Он устало провел рукой по лбу.
— Еще не знаю… не решил еще.
— Отец настаивает, чтобы ты вернулся в Пон-де-Лэр?
— Да, но я ничего не обещал… Хотя, конечно, я и сам считаю, что глупо добиваться в Париже должности письмоводителя или секретаря какого-нибудь адвоката, с нищенским жалованьем, в то время как там…
— Поступай как знаешь, Жак, но только помни… Я ни за что не вернусь в Пон-де-Лэр, чтобы быть там твоей женой… Ни за что… Это не упрямство, это благоразумие. Слишком много перенесла я в этом городе. Для меня он полон призраков. Мысль, что мне предстоит провести жизнь среди этих улиц, встречать все те же лица, теперь, когда я узнала, что такое свобода… Нет, не могу… Нищета здесь, с тобою, — на это я готова…
— Так только говорится… Ты не знаешь, что такое нищета… И я не знаю, но не думаю, чтобы она особенно благоприятствовала любви… А в чем же заключается, Дениза, та романтическая независимость, о которой ты мечтаешь? Обедать в дешевых ресторанах, бывать в концертах на трехфранковых местах, носить мужскую шляпу — это твой идеал?.. Но можно оставаться таким же разумным, таким же скромным и будучи обеспеченным буржуа.
Она стала горячиться:
— Не думаю… При желании все, что угодно, можно представить в нелепом виде. И жизнь праведника покажется нелепостью, если говорить о ней так, как ты сейчас говоришь… Для меня дешевые рестораны, трехфранковые места, бегство вон из Пон-де-Лэра — это символы… Символы протеста, сопротивления… Начинается с того, что соглашаешься одеваться как другие, потом соглашаешься думать как другие, потом оказывается, что ты погиб…
— Погиб? Почему погиб? Просто-напросто ты меня разлюбила… Если бы ты меня любила, тебе было бы совершенно безразлично, где жить.

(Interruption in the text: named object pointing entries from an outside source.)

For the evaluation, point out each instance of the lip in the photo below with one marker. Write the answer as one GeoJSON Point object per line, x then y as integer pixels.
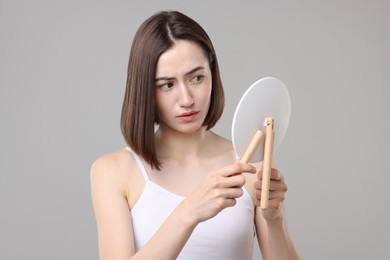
{"type": "Point", "coordinates": [188, 116]}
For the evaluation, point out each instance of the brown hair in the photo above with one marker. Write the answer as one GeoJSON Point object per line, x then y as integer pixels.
{"type": "Point", "coordinates": [155, 36]}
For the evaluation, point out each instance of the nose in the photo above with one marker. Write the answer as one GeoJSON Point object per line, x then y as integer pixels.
{"type": "Point", "coordinates": [186, 98]}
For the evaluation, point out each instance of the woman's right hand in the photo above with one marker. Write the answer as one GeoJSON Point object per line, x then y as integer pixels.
{"type": "Point", "coordinates": [217, 191]}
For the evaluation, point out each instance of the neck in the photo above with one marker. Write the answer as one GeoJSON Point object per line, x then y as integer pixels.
{"type": "Point", "coordinates": [181, 147]}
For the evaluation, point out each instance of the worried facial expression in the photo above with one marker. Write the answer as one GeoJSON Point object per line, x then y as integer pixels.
{"type": "Point", "coordinates": [183, 87]}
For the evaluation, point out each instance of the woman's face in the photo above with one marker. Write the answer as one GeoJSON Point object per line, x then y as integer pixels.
{"type": "Point", "coordinates": [183, 87]}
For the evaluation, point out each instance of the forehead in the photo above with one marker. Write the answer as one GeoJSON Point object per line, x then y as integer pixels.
{"type": "Point", "coordinates": [182, 57]}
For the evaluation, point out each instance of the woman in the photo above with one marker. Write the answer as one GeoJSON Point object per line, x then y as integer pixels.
{"type": "Point", "coordinates": [179, 192]}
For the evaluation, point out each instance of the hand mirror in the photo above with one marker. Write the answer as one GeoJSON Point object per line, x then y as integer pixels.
{"type": "Point", "coordinates": [266, 100]}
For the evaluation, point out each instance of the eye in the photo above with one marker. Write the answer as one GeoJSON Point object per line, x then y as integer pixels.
{"type": "Point", "coordinates": [166, 86]}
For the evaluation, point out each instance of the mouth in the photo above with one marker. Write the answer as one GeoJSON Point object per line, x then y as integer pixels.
{"type": "Point", "coordinates": [188, 116]}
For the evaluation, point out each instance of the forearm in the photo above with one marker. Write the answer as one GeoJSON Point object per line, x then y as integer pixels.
{"type": "Point", "coordinates": [280, 243]}
{"type": "Point", "coordinates": [170, 238]}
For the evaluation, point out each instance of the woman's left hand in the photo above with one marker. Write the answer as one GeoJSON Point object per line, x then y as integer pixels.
{"type": "Point", "coordinates": [277, 191]}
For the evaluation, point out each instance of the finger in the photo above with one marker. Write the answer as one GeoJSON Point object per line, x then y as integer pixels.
{"type": "Point", "coordinates": [277, 195]}
{"type": "Point", "coordinates": [237, 168]}
{"type": "Point", "coordinates": [273, 186]}
{"type": "Point", "coordinates": [233, 181]}
{"type": "Point", "coordinates": [275, 174]}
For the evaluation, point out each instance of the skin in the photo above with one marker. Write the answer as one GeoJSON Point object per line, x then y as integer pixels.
{"type": "Point", "coordinates": [197, 164]}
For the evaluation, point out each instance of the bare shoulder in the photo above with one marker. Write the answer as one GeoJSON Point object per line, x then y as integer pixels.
{"type": "Point", "coordinates": [112, 167]}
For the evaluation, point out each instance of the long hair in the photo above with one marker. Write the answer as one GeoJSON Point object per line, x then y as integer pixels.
{"type": "Point", "coordinates": [155, 36]}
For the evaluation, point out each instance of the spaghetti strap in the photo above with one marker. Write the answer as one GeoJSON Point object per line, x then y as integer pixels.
{"type": "Point", "coordinates": [140, 163]}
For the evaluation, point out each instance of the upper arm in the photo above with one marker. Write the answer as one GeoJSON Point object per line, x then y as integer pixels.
{"type": "Point", "coordinates": [111, 209]}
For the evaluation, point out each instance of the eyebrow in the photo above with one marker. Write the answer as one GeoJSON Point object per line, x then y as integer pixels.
{"type": "Point", "coordinates": [187, 73]}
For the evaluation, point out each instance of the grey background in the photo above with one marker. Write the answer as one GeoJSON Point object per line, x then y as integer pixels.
{"type": "Point", "coordinates": [63, 68]}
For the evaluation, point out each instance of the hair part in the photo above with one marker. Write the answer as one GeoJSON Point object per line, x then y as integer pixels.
{"type": "Point", "coordinates": [155, 36]}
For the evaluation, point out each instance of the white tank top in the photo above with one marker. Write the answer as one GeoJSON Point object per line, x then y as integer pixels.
{"type": "Point", "coordinates": [229, 235]}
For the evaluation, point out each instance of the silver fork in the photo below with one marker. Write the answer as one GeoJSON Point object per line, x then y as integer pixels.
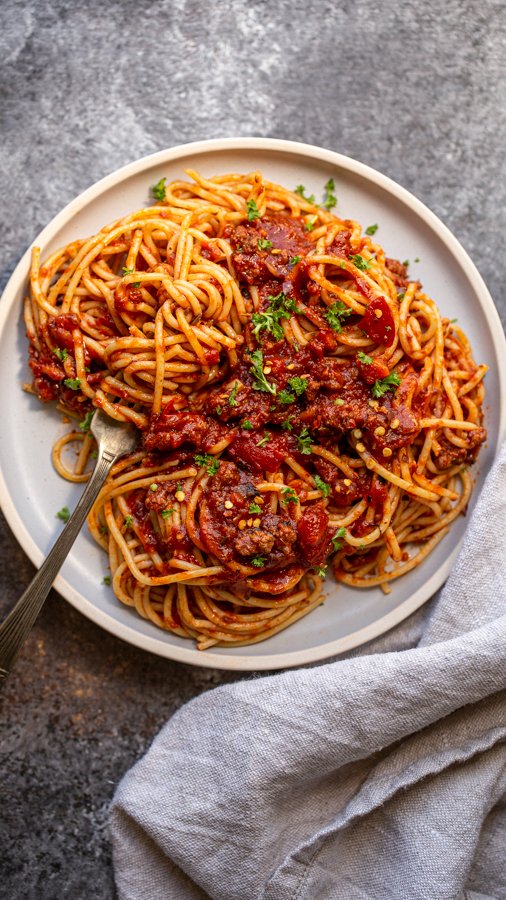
{"type": "Point", "coordinates": [114, 439]}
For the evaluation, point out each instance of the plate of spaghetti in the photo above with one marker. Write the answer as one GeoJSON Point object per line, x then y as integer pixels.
{"type": "Point", "coordinates": [289, 332]}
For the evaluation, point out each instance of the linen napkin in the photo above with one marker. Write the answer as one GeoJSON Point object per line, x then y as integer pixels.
{"type": "Point", "coordinates": [376, 776]}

В тот день они впервые и словно по взаимному уговору после завтрака расстались, а не пошли на улицу д’Асса.
III
Вернувшись в пансион Вижоля, Дениза велела развести огонь в камине и попробовала написать Жаку.
«Жак, я одна, и на душе у меня скребутся кошки. Я вдруг потеряла надежду. Сейчас, когда я шла без тебя по Люксембургскому саду, у меня сжалось сердце при мысли о том, каким доверчивым ребенком я гуляла тут еще недавно. Да, два года назад я надеялась, что тебе суждены великие свершения. Было бы ужасно разувериться в тебе. Ты не должен довольствоваться тем, что будешь всего лишь „добрым малым“, как говорят твои родители, — говорят с улыбкой, которая меня так огорчает. Выслушай меня спокойно, Жак, я не собираюсь тебя упрекать. Но я хочу, чтобы ты жил. Понимаешь? Чтобы ты жил. Сейчас, сам того не сознавая, ты спускаешься в царство мертвых. Почему ты больше не хочешь быть сильным? Куда девалась твоя благородная дерзость? Неужели я говорю впустую? Верни свое прежнее мужество! Не отказывайся в двадцать три года от борьбы! Ты мне сейчас сказал: „Ты меня разлюбила“. Какая глупость, Жак! Нет, я люблю тебя и хочу любить всегда, но меня пугает то нравственное оцепенение, которому ты поддаешься. Твои радости перестали быть истинными радостями, твои развлечения перестали быть истинными развлечениями, и я не могу согласиться, что твоя беспечная покорность судьбе истинная мудрость. Нет!»